Fake News in Catalonia; Is Russia Meddling?

Brunilde Fioravanti
Novembre 17, 2017

He says the slate will run under the name "Together For Catalonia".

Russia's foreign minister is criticizing the claim by Spain's defense minister that a misinformation campaign about the Catalonia region's push for independence is being spread from Russian Federation.

Russian President Vladimir Putin's spokesman, Dmitry Peskov, also dismissed insinuations of Russian meddling in Catalonia as unsubstantiated.

On Monday, Spain's Defense Minister Maria Dolores de Cospedal said in recent months, "many actions" to mount a misinformation campaign to destabilize Catalonia had "come from Russian territory". She said that Spain had no indication that Russia's government was involved.

Several Spanish officials have raised concerns about allegations that Russian social media bots stoked divisions in Spain amid high tensions in early October, when Catalan officials pushed ahead with an independence referendum that was branded illegal by the state.

Top government officials in Russian Federation on Wednesday said there was no proof that Moscow interfered in Catalonia's independence bid, adding that such allegations were "hysterical" and could instead be attributed to domestic issues in Spain.

Participants wave Spanish flags as the Spain's Prime Minister Mariano Rajoy speaks to the crowd during a Catalan regional People's Party meeting in Barcelona, Spain, Sunday, Nov 12, 2017.

"We consider these accusations unfounded", Peskov said Wednesday, adding that Spain's concerns sounded like a "continuation of the hysteria in the USA and some other countries".

"A possible explanation is that in capitals where such accusations come from, be it Madrid or London, there are plenty of unresolved domestic problems", Lavrov said. "And, probably, such a hot sensational hysteria is being fueled up in order to divert the attention of their voters away from the inability to solve these domestic issues", the minister said.

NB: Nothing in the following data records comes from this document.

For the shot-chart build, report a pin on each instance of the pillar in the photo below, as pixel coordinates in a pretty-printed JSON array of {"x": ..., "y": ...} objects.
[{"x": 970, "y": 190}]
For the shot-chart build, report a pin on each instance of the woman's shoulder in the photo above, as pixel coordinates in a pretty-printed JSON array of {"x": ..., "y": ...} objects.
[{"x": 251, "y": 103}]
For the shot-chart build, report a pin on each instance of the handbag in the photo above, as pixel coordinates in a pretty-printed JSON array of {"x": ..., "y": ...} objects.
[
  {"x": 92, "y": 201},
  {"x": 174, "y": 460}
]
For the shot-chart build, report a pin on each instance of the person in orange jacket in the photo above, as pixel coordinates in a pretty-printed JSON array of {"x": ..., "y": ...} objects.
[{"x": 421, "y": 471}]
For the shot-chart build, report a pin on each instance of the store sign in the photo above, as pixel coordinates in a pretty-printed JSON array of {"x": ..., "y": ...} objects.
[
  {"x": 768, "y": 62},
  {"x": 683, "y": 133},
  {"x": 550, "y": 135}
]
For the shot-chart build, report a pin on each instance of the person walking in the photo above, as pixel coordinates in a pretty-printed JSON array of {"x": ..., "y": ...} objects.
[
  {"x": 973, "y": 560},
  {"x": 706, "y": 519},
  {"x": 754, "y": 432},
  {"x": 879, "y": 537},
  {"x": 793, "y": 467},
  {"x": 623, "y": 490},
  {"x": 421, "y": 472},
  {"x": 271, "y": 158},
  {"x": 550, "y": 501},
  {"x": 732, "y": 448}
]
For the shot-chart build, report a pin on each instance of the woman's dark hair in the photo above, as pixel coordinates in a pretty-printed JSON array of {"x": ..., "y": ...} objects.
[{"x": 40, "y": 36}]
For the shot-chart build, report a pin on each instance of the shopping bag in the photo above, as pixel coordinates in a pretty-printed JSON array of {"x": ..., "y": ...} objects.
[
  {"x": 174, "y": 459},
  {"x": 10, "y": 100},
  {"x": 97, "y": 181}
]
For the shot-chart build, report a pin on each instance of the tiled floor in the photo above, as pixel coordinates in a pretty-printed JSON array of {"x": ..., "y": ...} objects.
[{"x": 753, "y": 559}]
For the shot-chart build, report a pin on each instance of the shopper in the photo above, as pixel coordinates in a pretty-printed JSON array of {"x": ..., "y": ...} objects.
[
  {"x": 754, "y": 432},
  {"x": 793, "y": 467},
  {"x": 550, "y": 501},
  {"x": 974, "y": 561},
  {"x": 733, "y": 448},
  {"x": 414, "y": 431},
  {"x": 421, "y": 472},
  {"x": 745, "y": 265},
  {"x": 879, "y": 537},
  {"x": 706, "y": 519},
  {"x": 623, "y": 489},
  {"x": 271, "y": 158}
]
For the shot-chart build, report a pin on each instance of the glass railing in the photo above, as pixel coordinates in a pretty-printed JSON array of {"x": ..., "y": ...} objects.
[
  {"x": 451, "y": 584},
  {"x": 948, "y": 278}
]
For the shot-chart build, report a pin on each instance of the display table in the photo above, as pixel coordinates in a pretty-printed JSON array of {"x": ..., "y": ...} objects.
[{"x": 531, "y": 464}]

De Cospedal declined to guess what impact the disinformation might be having on the election campaign or how big the fake news campaign might be.

Spain said last week that the signs don't necessarily mean the Russian government is involved, and it hasn't made public any evidence to back the interference claim.

Spanish Foreign Minister Alfonso Dastis said Friday that he believes relations between Spain and Russian Federation will not deteriorate over the media reports of Russia's alleged interference in the crisis in Catalonia and dissemination of biased accounts of events.